Breakthrough

J

jacob navia

Hi

In a recent discussion ("Open letter to Ian Collins") we found out that
the main problem in the C containers library was the time taken by the
Sort function.

The reasons for that is that it was a general sort function calling a
general comparison function that uses memcmp...

The first step to improve performance was to write data type specific
functions using a data type generic file. As a bonus, we get compile
time checking and better syntax.

Still, the generic sort function was taking a lot of time.

I have written then a data type generic quick sort function that
receives as a parameter a macro that is used to compare two elements.
This vastly improves performance.

The times are:

Generic sort function without any specialized heap
(using malloc)
real 0m17.029s
user 0m16.654s
sys 0m0.368s

Generic sort function using a specialized heap
(reduces the malloc overhead)
real 0m11.759s
user 0m11.500s
sys 0m0.252s

"Templated" sort function using a macro parameter
(reduces comparisons to a simple expression)
real 0m6.453s
user 0m6.165s
sys 0m0.281s

The expression used to compare two list elements is:
#define COMPARE_EXPRESSION(A, B) \
((*B)->Data > (*A)->Data ? -1 : (*B)->Data != (*A)->Data)
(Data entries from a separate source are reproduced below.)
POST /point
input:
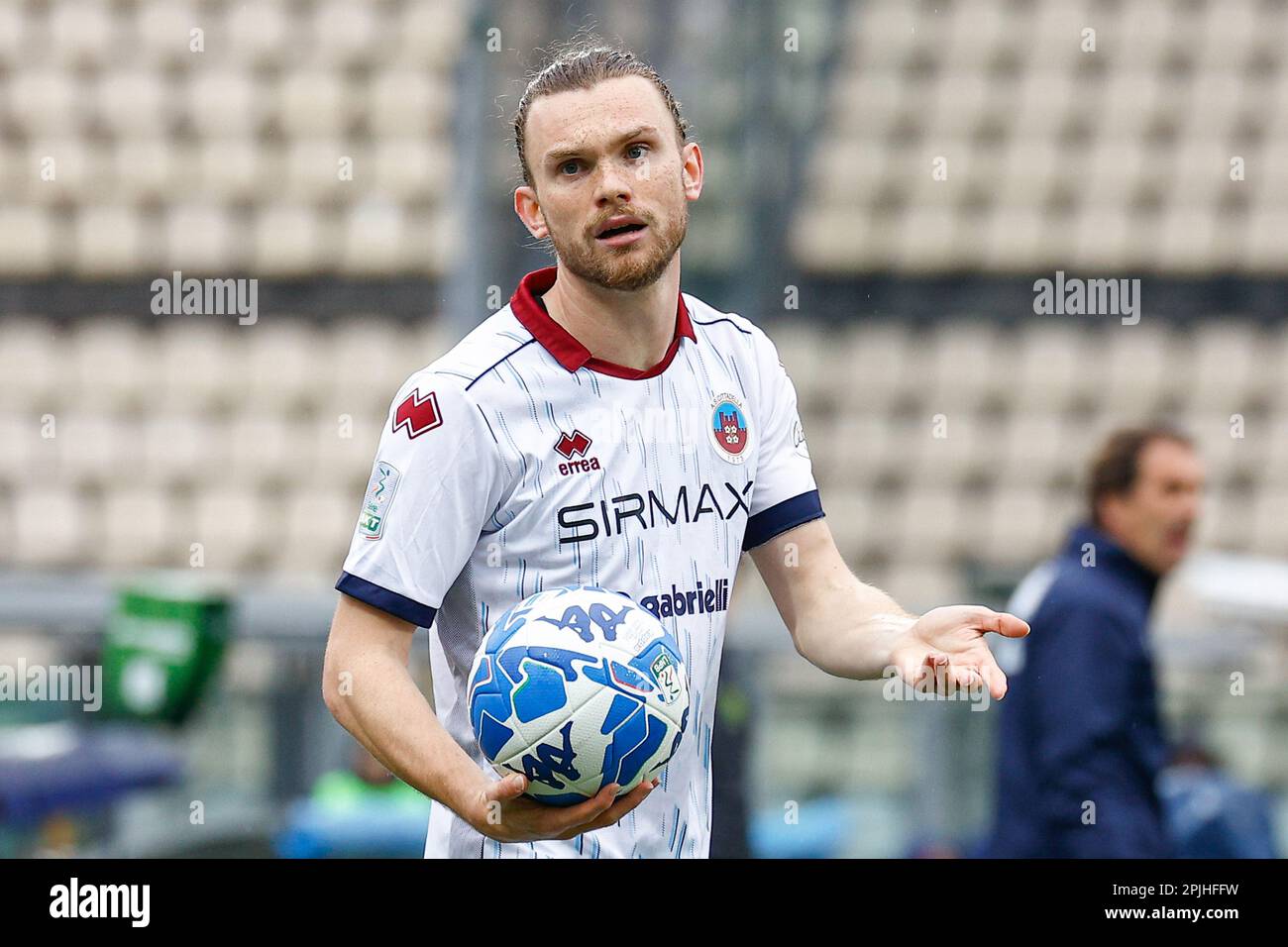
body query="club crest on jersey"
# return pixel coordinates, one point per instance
(729, 432)
(417, 414)
(571, 446)
(375, 502)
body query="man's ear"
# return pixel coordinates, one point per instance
(691, 170)
(528, 209)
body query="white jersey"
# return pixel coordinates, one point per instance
(516, 463)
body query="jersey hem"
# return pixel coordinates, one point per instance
(384, 599)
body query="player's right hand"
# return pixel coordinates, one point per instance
(503, 813)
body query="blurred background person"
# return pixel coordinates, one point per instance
(887, 180)
(1081, 740)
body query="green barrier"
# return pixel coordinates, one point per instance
(162, 646)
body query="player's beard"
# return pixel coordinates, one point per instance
(631, 266)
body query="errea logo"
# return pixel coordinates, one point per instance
(571, 446)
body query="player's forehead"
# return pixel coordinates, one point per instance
(595, 116)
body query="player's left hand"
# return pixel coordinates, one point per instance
(947, 644)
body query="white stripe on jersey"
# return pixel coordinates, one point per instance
(522, 463)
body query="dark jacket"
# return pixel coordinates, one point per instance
(1080, 722)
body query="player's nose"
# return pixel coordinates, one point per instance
(614, 185)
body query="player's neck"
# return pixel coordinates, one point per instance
(631, 329)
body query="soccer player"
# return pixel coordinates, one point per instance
(601, 429)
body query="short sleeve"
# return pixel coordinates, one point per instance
(434, 486)
(785, 493)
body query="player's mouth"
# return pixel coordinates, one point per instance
(621, 231)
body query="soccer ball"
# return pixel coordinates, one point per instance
(579, 686)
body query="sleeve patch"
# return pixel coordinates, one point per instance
(377, 499)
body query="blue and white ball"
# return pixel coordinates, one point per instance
(576, 688)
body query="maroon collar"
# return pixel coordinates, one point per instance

I thank Pete for that proposal, I wouldn't have come to it
alone :)

I would like to have the corresponding C++ times but I fear that
if I write it it would be unfair since I am not a C++ wizard...
Here is the C code for the example:

#include <stdlib.h>
#include "containers.h"
#include "intlist.h"
#define N 10000000
int main(void)
{
intList *L1;
size_t i;
int d;
long long sum=0,newSum=0;
Iterator *it;
int *pint;

L1 = iintList.Create(sizeof(int));
iintList.UseHeap(L1,NULL); // Use specialized Heap
// Add N random numbers to the integer list
for (i=0; i<N;i++) {
d = rand();
sum += d;
iintList.Add(L1,d);
}
// Sort it
iintList.Sort(L1);
// Go through the sorted list using an iterator
it = iintList.NewIterator(L1);
i=0;
for (pint = it->GetFirst(it); pint; pint = it->GetNext(it)) {
newSum += *pint;
}
// Verify that both sums are identical
if (sum != newSum)
printf("Failed\n");
else printf("Sum = %lld\n",sum);
// Destroy the list
iintList.Finalize(L1);
}

I have uploaded the latest code to:

http://code.google.com/p/ccl/

There you will find (in listgen.c) the "templated" version of quick sort
in C.
 
B

BartC

I have uploaded the latest code to:

http://code.google.com/p/ccl/

There you will find (in listgen.c) the "templated" version of quick sort
in C.

How do you build this thing? Typing make gives errors:

c:\lcc\bin\make says something about bitstrings.o.

Copying makefile.lcc to makefile then doing the same:

c:\lcc\bin\make now complains about something in lcc64.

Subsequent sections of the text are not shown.